An emphasis on residential use, pedestrian elements and connections, a 30-foot height limit with taller buildings in the interior of the project’s 1.86-acre lot, and screening the parking area were all accomplished, as was a greater focus on smaller unit sizes and a diversity of unit types.
“Even with respect to the proposal made by this applicant, it’s gone through a significant evolution, and it’s been improved in a variety of aspects by the commission review process,” said Goodison at the meeting. “There’s certainly been no rubber-stamping of this project, it’s been revised and improved in a number of ways.”
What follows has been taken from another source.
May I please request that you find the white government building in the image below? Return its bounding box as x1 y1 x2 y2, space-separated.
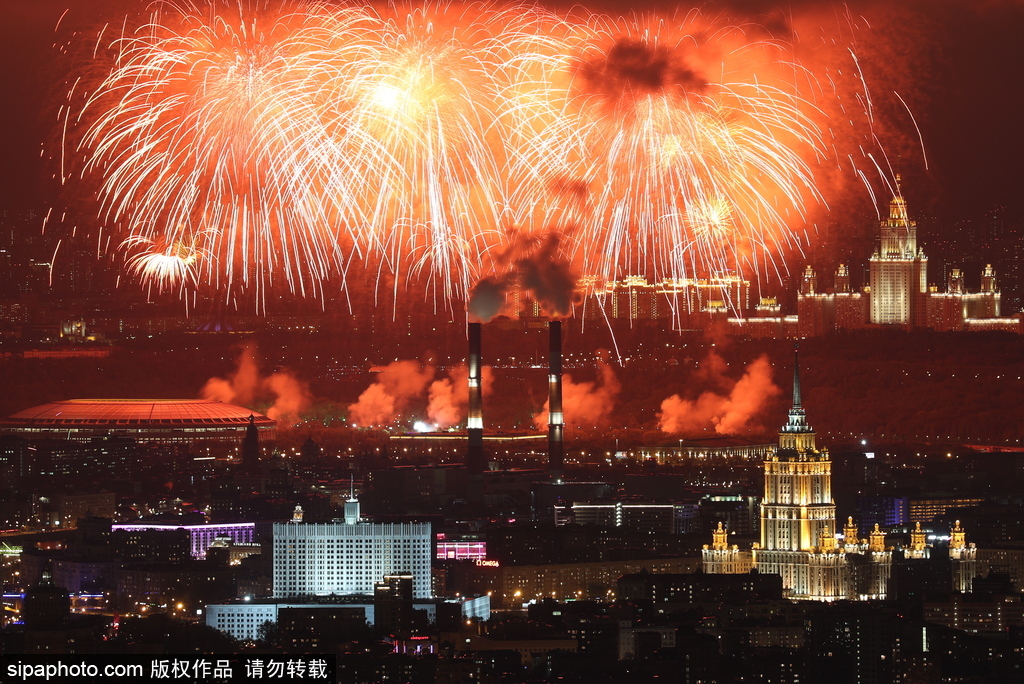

The new plan reduces the overall housing units from 35 to 33, and includes eight affordable units, one more than required by the city’s Development Code. The three largest units are 1,934-square-foot, four-bedroom units with attached two-car garage. The smallest are eight 486-square-foot one-bedroom, one-bath units to be constructed above the retail structure at the southwest corner of the intersection, the most visible corner.
The retail space has also been reduced in size, down 600 square feet to 3,500.
“All of this chain of hearings has been beneficial – the project tonight I think shows that,” said Scot Hunter, representing the project. “All the way through, our attitude has been to respond to criticism and suggestions, and so on. I think that’s why the plan looks as good as it does now.”
While acknowledging the project has improved, Conforti said it still has a long way to go. He was troubled the larger townhouse and separate homes as incompatible with a “mixed use” definition, saying smaller units would reduce issues over massing and site coverage. “When you drive in there, you’re going to be shocked, and I don’t think you’ll be proud of this.”
Parking also came under some public scrutiny, and both Felder and Bohar cited parking among their reasons for disapproval. The plan calls for 82 parking spaces, 74 onsite and eight offsite, but much of the opposition centered around the passage of the driveway into the site interior through what was called “a canyon” of garages.